VAT communication related to the threshold exemption regime

The Italian Tax Authorities have issued the ordinance no. 460166 of 30 December 2024, implementing the crossborder VAT threshold exemption regime.

The ordinance contains guidelines for the compilation and transmission of the communication for opting in for such scheme, in which the relevant taxable person must indicate:

• its tax code, denomination or surname and first name, legal status and tax domicile;

• the Member State(s) in which the taxable person intends to avail itself of the exemption scheme;

• any other VAT identification number already assigned to it;

• its turnover with respect to the activities which are considered to be relevant in the territory of the State and in the other EU Member States in the two years preceding the communication and in the period of the current year preceding the communication.

The transmission of the document of which the features have been just described is allowed as of 1 January 2025.

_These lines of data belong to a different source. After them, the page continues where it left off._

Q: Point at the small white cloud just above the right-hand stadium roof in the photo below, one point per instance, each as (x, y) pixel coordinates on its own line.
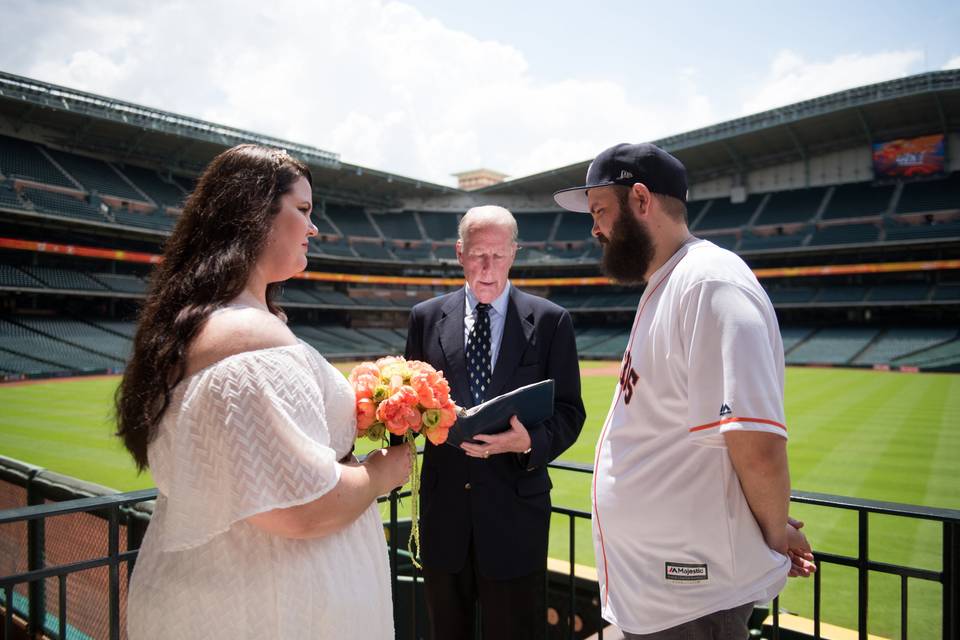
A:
(791, 78)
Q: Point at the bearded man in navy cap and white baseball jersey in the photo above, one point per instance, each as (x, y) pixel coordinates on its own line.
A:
(691, 485)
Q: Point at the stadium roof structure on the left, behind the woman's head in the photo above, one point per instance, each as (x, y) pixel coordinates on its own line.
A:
(129, 132)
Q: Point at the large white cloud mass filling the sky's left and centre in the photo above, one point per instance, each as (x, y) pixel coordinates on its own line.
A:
(374, 80)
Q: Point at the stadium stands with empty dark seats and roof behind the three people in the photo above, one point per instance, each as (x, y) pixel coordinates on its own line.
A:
(862, 266)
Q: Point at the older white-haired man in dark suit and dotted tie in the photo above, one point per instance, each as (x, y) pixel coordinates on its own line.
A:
(485, 508)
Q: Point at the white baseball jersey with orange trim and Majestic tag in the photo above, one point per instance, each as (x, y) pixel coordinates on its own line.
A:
(673, 534)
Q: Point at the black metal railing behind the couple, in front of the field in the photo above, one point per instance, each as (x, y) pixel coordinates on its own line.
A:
(116, 508)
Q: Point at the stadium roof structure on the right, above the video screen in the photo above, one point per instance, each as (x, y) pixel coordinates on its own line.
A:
(915, 105)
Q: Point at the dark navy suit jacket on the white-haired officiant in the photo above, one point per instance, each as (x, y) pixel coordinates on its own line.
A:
(503, 502)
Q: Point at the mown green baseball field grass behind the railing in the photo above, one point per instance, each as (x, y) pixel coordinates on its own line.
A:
(875, 435)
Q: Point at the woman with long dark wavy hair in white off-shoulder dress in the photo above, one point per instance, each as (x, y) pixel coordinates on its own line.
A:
(265, 525)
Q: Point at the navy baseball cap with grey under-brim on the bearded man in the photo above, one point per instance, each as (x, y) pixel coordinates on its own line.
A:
(628, 164)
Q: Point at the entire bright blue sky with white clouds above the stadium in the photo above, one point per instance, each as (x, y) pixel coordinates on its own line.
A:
(429, 87)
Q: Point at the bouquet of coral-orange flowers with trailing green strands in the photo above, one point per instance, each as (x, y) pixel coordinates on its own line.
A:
(404, 397)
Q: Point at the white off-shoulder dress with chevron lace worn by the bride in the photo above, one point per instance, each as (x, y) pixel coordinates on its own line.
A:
(251, 433)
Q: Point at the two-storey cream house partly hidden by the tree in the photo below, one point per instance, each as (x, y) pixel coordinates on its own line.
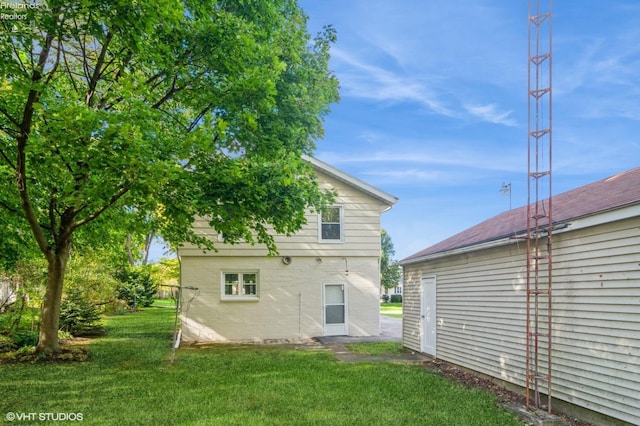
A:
(326, 280)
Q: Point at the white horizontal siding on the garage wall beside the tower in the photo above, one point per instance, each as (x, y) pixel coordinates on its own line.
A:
(596, 301)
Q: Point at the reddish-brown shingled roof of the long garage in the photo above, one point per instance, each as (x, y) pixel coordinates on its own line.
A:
(608, 194)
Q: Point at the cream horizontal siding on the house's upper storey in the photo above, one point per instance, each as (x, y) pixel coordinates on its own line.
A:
(361, 230)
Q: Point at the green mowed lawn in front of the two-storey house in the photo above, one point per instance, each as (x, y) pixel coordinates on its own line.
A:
(128, 380)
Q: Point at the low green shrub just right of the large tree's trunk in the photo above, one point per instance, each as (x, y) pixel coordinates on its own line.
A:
(78, 315)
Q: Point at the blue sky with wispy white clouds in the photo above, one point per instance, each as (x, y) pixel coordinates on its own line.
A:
(434, 103)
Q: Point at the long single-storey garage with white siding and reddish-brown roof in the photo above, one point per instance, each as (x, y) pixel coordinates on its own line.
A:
(465, 301)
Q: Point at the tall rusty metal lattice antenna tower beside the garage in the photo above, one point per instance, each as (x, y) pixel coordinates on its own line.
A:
(539, 207)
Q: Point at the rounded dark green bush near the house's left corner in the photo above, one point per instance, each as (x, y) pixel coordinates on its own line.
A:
(136, 287)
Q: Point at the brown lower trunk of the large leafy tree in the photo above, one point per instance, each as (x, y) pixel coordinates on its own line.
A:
(57, 264)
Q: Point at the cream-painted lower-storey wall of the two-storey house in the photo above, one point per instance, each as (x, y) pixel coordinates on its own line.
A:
(290, 298)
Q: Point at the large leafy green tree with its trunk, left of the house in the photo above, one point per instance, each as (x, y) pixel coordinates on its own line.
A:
(125, 113)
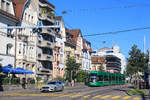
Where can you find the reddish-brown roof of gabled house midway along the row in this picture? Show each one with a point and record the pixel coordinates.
(75, 33)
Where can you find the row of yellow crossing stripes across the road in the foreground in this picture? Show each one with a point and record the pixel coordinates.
(96, 97)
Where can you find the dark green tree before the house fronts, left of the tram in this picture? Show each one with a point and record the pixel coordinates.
(72, 68)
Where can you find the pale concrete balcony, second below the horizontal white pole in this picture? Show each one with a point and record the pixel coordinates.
(46, 44)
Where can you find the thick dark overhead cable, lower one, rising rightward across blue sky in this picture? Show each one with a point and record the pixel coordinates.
(116, 32)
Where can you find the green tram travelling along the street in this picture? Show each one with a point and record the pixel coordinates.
(101, 78)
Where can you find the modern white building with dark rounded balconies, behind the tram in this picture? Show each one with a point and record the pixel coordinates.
(115, 59)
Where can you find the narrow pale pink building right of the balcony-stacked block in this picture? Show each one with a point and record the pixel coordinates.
(59, 62)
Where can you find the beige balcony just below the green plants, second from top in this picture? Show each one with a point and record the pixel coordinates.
(47, 17)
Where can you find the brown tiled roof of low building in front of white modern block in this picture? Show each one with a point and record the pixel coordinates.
(98, 59)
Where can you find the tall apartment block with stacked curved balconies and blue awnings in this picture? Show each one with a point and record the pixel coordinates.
(45, 40)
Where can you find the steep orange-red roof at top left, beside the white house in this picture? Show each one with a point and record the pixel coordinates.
(18, 7)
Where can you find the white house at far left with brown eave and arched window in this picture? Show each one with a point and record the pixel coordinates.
(7, 36)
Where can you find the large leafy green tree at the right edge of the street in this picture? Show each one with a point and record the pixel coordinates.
(136, 63)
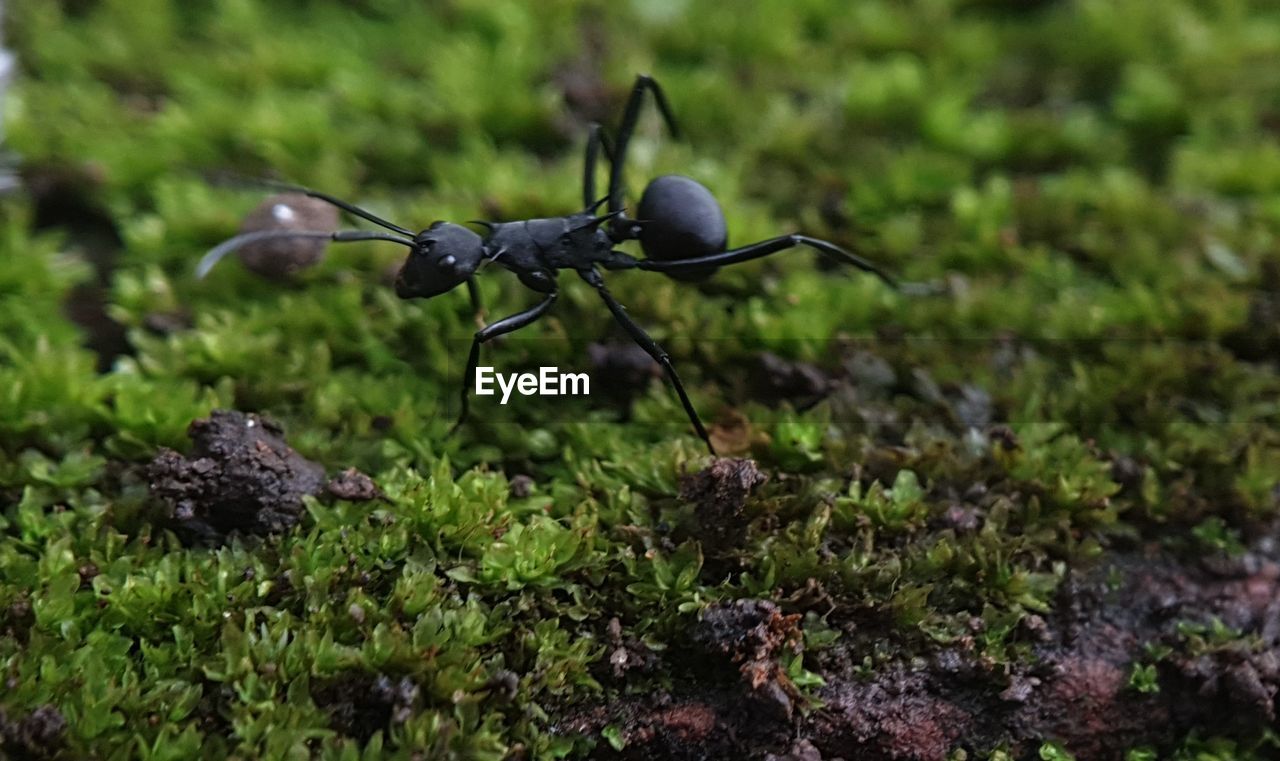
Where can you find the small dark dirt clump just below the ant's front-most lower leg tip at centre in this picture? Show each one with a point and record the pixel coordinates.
(720, 493)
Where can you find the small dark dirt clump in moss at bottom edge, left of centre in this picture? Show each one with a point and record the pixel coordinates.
(360, 704)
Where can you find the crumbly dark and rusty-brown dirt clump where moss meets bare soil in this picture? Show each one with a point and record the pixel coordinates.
(755, 634)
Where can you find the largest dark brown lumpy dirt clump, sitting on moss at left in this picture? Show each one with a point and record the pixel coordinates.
(241, 478)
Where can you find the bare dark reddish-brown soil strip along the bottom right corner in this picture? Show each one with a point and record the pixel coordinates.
(1212, 630)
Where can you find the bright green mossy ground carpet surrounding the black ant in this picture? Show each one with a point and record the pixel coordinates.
(1096, 184)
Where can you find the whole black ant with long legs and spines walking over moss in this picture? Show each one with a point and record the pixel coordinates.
(680, 228)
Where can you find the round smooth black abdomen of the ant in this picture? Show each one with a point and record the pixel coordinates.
(680, 219)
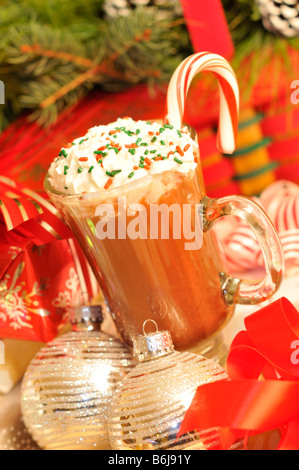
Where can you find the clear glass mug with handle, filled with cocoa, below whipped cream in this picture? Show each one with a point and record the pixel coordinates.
(187, 291)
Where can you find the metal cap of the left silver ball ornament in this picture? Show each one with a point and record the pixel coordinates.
(87, 318)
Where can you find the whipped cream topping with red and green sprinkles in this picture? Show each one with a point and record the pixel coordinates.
(113, 155)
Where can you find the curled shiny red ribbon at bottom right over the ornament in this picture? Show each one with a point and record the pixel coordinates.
(262, 395)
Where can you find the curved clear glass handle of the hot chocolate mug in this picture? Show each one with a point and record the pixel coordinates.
(249, 292)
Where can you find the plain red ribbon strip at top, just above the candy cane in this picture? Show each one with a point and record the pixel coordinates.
(208, 27)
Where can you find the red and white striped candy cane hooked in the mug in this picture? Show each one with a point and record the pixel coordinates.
(229, 95)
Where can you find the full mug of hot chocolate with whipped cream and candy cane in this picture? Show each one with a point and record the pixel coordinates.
(114, 183)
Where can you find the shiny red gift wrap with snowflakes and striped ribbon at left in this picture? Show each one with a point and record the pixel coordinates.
(43, 272)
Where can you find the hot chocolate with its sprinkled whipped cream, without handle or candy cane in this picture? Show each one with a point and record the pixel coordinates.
(171, 279)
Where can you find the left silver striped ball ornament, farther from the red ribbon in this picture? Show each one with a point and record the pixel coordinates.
(68, 387)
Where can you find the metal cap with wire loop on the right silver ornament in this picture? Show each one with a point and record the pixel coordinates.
(152, 345)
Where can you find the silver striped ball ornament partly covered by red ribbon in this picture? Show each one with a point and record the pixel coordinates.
(150, 403)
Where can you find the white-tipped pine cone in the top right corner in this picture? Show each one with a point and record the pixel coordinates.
(280, 16)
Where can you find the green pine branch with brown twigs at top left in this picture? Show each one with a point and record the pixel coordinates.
(59, 52)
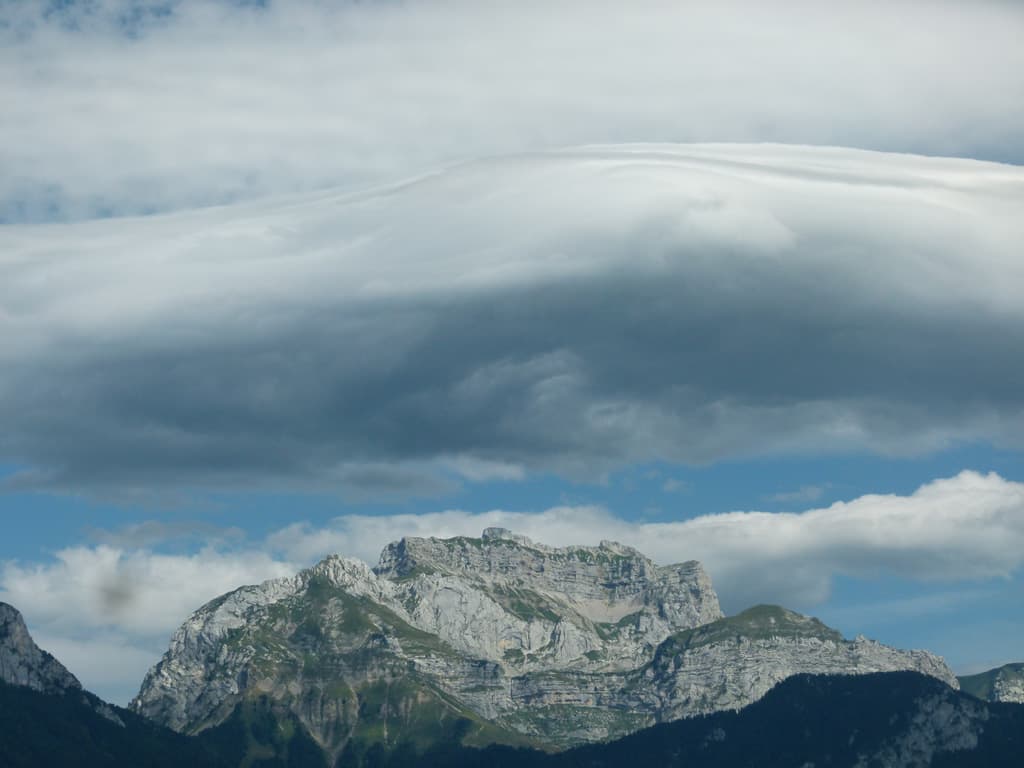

EU Member States may limit the ability to carry forward VAT credits

With its decision dated 5 December 2024 on case C680/23, the European Court of Justice ruled that a national legislation according to which a VATable person, who has ceased its economic activity, cannot carry forward its accrued VAT credit but only request it for reimbursement within 12 months from the date of cessation of the activity (in compliance with the principles of equivalence and effectiveness) is compatible with Art. 183(1) of Directive 2006/112/EC.

Italy allowed to keep its mandatory e-invoicing system

The EU Council, with EU Implementing Decision no. 3150 of 10 December 2024, authorized Italy to adopt mandatory e-invoicing until 31 December 2027 or until the time, whichever is earlier, when a general e-invoicing system will be adopted at an European level.